Last week, the courts prevented a long-planned social enterprise from being created in Gloucestershire. The protaganist here wasn't Unison or the BMA but a 68 year old bloke who believed that such services ought to be kept in the NHS - and open to NHS providers to compete for.
Ahead of a verdict, the social enterprise has been pulled. Game over.
The net result of this will, of course, be a procurement exercise, the outcome of which might be well be not an NHS provider but a private sector one. This gentleman may rue the day he successfully stopped a social enterprise in its tracks.
So what does this mean for social enterprise and mutuals in public services?
It definitely brings EU competition law clearly into the frame when NHS bodies and Councils are looking at spin-outs. Competition law states fairly clearly that where there is a market for services - even when these are social or healthcare services - there should be open competition. Exception can be granted - but only where there is a clearly evidenced, higher reason for this.

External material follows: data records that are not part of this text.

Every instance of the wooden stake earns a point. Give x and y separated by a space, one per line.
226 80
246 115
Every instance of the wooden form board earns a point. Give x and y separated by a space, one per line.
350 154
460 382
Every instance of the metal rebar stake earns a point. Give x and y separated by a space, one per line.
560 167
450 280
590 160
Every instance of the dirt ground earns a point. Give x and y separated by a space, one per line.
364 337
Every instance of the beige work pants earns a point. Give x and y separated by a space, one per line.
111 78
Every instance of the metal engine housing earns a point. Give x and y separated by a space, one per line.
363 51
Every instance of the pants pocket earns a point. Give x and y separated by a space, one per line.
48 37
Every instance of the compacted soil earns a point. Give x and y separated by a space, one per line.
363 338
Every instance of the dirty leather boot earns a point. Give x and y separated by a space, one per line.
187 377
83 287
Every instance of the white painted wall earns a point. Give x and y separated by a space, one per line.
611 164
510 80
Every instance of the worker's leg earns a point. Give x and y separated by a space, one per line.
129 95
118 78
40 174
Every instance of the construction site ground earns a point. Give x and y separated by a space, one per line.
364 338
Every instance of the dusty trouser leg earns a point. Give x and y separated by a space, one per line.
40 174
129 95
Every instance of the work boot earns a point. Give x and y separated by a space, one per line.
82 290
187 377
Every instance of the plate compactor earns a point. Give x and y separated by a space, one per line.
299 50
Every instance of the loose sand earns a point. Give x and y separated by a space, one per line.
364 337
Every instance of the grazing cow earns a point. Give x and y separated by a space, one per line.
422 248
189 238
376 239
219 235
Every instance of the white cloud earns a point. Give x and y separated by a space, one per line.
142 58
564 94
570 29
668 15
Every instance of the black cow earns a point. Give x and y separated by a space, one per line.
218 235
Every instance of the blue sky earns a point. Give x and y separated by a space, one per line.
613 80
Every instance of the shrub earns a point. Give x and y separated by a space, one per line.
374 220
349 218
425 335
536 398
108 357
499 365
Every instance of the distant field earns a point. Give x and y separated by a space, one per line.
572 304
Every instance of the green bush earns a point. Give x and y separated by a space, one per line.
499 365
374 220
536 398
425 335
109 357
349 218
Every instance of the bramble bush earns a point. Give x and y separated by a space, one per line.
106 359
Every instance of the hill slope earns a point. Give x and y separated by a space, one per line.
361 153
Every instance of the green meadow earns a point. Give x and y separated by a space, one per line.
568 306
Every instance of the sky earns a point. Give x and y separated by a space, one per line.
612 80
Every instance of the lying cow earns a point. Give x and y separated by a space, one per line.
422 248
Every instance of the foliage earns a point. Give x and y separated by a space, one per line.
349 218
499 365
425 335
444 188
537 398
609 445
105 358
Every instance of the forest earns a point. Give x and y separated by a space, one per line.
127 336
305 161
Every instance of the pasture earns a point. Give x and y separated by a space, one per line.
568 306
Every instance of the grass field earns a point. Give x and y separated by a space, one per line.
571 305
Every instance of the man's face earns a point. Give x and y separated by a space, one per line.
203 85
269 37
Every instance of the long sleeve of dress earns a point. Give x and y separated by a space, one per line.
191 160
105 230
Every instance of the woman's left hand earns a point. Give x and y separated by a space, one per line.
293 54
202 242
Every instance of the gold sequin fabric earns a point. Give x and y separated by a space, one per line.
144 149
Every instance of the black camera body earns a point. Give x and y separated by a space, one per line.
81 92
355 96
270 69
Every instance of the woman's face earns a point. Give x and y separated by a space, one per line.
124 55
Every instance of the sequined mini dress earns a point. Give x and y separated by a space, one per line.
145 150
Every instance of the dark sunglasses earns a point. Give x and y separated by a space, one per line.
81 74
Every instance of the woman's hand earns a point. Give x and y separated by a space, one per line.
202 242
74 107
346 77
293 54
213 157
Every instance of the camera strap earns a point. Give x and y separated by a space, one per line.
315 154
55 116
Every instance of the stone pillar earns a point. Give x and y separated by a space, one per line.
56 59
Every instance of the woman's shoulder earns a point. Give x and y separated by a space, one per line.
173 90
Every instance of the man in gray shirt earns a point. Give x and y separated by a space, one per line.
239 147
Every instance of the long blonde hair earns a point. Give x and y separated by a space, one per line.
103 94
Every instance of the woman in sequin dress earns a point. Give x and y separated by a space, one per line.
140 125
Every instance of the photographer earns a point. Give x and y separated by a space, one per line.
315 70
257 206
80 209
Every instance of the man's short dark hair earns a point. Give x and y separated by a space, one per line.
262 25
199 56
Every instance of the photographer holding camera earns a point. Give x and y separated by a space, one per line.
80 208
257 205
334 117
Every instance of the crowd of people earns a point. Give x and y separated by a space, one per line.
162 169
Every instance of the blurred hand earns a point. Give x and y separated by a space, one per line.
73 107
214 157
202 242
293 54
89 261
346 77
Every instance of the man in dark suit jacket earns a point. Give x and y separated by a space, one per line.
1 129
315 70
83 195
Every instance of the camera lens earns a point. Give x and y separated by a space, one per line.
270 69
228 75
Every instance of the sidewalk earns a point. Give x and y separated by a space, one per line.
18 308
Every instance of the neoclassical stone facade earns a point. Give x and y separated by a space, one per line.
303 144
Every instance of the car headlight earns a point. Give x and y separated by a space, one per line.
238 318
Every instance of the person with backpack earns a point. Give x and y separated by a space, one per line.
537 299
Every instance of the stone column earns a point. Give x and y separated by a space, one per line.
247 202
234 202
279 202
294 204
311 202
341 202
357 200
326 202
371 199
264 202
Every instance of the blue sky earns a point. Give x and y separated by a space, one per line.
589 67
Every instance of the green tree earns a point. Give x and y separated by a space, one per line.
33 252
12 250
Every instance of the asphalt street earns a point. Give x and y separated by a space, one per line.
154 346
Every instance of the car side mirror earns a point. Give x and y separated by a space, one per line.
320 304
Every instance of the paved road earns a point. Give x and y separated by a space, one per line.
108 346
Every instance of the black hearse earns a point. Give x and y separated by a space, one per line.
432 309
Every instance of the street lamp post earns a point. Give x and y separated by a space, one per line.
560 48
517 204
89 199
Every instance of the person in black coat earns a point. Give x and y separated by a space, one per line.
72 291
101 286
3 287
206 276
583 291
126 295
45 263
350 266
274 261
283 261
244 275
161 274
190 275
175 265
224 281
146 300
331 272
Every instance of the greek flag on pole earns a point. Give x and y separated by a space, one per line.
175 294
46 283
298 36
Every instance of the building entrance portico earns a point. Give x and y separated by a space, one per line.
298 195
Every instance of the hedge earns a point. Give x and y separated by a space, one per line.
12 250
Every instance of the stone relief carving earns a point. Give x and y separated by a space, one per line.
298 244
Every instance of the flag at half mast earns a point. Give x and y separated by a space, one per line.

However, there are ways to address this which also give nascent social enterprises a chance before facing the competitive market. Firstly, they can operate as independent business units in 'shadow' ahead of formal procurement - so that a trading record can be established.
Secondly, there is often not a straightforward procurement solution to the complex problems that a potential social enterprise is being set up to address. Councils in particular do often want to see a key local player in place which addresses a host of challenges, some of which do not easily lend themselves to procurement..
Thirdly, an NHS body or Council can set up a joint venture with the competition law satisfied by the process involved in selecting a JV partner. We haven't seen much of this so far, but I suspect it will become more common as procurement becomes more of a roadblock.